Faut- il encore présenter après autant d'années passées au service de la Musique et des Arts et de succès sur les plus grandes scènes du monde ? Dans le cadre des Moments Musicaux de Notre Dame (L'incontournable rendez- vous dominical de la cité Phocéenne où se produit l'élite des solistes que l'Opéra de Marseille boude étrangement), les privilégiés présents se sont délectés d'entendre du très beau piano sous les doigts d'un artiste qui appartient véritablement à la crème des interprètes. Souvent cité pour ses affinités profondes avec Chopin et le répertoire romantique, El Bacha n'hésite pas à (re)visiter avec brio des joyaux délaissés au détriment d'œuvres plus classiques voire parfois «standardisées».

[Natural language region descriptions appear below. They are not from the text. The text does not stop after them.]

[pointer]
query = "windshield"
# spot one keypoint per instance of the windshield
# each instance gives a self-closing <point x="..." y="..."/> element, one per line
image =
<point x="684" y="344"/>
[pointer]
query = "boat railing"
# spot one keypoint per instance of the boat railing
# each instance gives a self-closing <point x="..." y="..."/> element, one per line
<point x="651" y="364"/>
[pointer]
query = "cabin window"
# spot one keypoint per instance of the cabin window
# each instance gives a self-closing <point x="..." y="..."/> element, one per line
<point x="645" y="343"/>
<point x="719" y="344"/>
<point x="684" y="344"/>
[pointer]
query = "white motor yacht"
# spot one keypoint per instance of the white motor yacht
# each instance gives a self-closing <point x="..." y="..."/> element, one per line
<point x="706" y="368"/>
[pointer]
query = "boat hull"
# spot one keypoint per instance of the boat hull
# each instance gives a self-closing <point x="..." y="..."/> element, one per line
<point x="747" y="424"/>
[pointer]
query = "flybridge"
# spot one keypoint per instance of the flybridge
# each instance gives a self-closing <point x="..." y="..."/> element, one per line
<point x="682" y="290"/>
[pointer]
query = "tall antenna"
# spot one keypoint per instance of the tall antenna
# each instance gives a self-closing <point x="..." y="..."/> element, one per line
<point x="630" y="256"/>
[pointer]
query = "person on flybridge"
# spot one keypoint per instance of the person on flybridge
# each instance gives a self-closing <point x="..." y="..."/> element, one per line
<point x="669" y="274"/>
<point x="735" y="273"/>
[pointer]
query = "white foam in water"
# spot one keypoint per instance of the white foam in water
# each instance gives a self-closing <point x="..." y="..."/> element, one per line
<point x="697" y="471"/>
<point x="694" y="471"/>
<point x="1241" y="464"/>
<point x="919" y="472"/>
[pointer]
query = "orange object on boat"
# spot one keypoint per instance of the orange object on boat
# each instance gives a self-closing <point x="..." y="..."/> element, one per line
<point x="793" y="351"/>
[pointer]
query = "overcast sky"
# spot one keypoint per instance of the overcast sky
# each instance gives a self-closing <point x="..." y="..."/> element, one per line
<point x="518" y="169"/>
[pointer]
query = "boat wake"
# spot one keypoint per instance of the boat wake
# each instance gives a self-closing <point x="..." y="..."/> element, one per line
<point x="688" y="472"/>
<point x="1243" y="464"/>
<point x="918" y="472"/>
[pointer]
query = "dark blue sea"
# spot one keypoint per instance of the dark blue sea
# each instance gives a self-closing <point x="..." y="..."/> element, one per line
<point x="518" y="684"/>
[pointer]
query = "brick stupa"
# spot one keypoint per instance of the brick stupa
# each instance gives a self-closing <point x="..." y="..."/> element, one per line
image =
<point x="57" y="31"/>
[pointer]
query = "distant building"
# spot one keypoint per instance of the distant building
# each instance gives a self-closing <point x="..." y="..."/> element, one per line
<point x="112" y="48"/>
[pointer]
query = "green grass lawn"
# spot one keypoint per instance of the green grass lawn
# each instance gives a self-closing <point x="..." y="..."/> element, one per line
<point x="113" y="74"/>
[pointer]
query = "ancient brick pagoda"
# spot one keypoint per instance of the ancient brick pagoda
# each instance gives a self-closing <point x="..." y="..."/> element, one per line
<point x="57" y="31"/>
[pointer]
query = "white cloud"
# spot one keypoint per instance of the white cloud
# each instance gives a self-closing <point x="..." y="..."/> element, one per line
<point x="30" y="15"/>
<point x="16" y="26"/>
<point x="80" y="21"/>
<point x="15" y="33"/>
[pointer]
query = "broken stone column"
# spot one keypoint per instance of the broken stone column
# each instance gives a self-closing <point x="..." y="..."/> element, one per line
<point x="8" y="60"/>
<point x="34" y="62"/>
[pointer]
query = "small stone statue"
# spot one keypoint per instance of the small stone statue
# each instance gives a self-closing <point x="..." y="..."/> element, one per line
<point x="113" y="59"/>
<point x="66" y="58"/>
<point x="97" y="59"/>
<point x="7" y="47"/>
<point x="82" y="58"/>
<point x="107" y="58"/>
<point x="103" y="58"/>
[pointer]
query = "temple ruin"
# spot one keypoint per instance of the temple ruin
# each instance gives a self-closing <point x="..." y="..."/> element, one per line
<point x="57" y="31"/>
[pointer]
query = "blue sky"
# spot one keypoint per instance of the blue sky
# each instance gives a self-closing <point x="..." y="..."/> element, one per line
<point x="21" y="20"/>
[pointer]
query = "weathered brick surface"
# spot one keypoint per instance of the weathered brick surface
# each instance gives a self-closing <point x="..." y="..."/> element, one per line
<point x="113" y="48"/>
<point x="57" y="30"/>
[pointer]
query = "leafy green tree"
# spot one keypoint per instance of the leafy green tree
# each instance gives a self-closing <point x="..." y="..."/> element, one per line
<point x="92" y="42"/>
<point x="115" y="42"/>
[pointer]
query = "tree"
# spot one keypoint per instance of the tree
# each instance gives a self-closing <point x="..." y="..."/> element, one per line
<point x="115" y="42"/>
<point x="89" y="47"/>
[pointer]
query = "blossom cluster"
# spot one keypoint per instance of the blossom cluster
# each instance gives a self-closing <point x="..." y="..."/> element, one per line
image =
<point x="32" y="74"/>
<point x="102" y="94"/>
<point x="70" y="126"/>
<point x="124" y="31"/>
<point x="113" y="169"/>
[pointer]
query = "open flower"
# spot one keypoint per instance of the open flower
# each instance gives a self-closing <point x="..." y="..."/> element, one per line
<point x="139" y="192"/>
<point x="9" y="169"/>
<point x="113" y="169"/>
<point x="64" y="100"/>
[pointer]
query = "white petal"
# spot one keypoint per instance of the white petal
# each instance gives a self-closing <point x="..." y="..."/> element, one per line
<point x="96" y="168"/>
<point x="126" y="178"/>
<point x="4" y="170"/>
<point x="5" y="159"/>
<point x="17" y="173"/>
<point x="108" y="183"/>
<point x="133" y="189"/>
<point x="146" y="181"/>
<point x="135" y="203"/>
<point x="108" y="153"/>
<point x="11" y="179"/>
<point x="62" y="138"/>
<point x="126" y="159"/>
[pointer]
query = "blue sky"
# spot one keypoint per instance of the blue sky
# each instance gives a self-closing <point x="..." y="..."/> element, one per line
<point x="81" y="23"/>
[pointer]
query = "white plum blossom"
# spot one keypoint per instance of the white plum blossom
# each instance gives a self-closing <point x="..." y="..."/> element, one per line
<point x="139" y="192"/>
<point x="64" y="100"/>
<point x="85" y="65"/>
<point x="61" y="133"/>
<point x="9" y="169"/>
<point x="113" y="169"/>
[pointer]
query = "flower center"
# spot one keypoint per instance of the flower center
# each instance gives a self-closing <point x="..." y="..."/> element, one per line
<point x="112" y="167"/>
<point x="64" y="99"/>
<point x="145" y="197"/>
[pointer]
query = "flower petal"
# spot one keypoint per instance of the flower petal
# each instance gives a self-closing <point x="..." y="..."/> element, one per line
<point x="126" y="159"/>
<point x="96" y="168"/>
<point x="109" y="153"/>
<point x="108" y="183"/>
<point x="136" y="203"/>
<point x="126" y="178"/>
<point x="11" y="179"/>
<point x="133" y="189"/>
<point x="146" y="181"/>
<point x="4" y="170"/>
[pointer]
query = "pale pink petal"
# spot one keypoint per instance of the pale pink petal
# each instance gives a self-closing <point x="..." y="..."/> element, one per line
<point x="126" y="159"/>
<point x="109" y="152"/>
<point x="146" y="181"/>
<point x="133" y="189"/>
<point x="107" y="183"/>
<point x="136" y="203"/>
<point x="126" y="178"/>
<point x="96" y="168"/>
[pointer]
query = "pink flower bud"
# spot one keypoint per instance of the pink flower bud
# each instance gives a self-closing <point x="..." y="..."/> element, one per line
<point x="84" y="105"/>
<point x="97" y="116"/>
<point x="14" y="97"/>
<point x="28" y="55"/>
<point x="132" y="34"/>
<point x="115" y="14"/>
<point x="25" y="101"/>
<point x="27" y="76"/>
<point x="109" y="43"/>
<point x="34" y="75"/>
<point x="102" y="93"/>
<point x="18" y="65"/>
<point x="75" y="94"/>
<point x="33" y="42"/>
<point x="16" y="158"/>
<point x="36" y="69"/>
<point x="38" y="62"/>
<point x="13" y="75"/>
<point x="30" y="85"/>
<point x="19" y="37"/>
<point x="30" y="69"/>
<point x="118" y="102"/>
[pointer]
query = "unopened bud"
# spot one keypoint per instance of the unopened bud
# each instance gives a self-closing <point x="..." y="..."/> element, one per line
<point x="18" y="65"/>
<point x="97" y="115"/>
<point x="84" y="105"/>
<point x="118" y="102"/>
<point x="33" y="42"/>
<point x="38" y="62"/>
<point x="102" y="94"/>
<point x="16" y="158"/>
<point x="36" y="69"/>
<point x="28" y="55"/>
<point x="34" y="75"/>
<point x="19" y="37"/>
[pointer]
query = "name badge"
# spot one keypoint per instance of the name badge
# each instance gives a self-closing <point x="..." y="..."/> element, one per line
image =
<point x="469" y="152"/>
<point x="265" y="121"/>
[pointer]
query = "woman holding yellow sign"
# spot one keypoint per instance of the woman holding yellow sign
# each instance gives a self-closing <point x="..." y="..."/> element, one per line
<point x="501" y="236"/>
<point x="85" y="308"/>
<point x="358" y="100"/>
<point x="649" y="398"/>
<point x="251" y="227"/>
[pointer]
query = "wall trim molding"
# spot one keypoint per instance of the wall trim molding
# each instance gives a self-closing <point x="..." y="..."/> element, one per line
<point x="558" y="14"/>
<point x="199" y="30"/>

La Sonate n°14 de Mozart débute pourtant par un Molto Allegro dépouillé, plus lumineux que marqué par une réelle inquiétude. L'implacable précision digitale se fait l'écho d'une clarté d'exécution quasi minimaliste. Il faut attendre l'Adagio pour pénétrer une tout autre dimension interprétative ; Inventif sans forcer les nuances, le pianiste libanais laisse éclater un lyrisme et un sens du phrasé digne des autres Lupu, Zimerman, Perrahia… Joué avec un minimum de pédale forte, le final insuffle avant l'heure une fougue impériale quasi beethovénienne.

Place ensuite aux Miroirs ravéliens dont le pianisme reste évocateur à souhait. Chaque pièce est abordée avec poésie et imagination. Avec délicatesse aussi à l'image des Oiseaux tristes d'où émergent des couleurs délicatement floutées, ou avec ferveur et passion dans La vallée des cloches. Celui-ci esquisse une de ces ambiances planantes où toute notion de temps devient abstraite.

Rarement jouées en concert, (éclipsées il est vrai par le succès des Variations Corelli), quelques fois gravées au disque, les Variations sur un thème de Chopin constituent, comme nous le dit l'artiste lui- même, un «condensé» de toute l'œuvre de Rachmaninov. Sans avoir techniquement rien à envier à un Lugansky, l'un des spécialistes du genre, El Bacha parvient à un équilibre idéal des deux mains et n'alourdit jamais le texte. Aucun artifice ni de tendance «pyromane» ne viennent ainsi entraver la progression mélodique.

Deux bis généreux pour clore le récital joué sans interruption. Trois mélodies de sa composition, modestement qualifiées d'»enfantines» puis une retranscription redoutable par Rachmaninov du Songe d'une nuit d'été de Mendelssohn. Une nouvelle démonstration qui conclue en beauté un concert d'exception.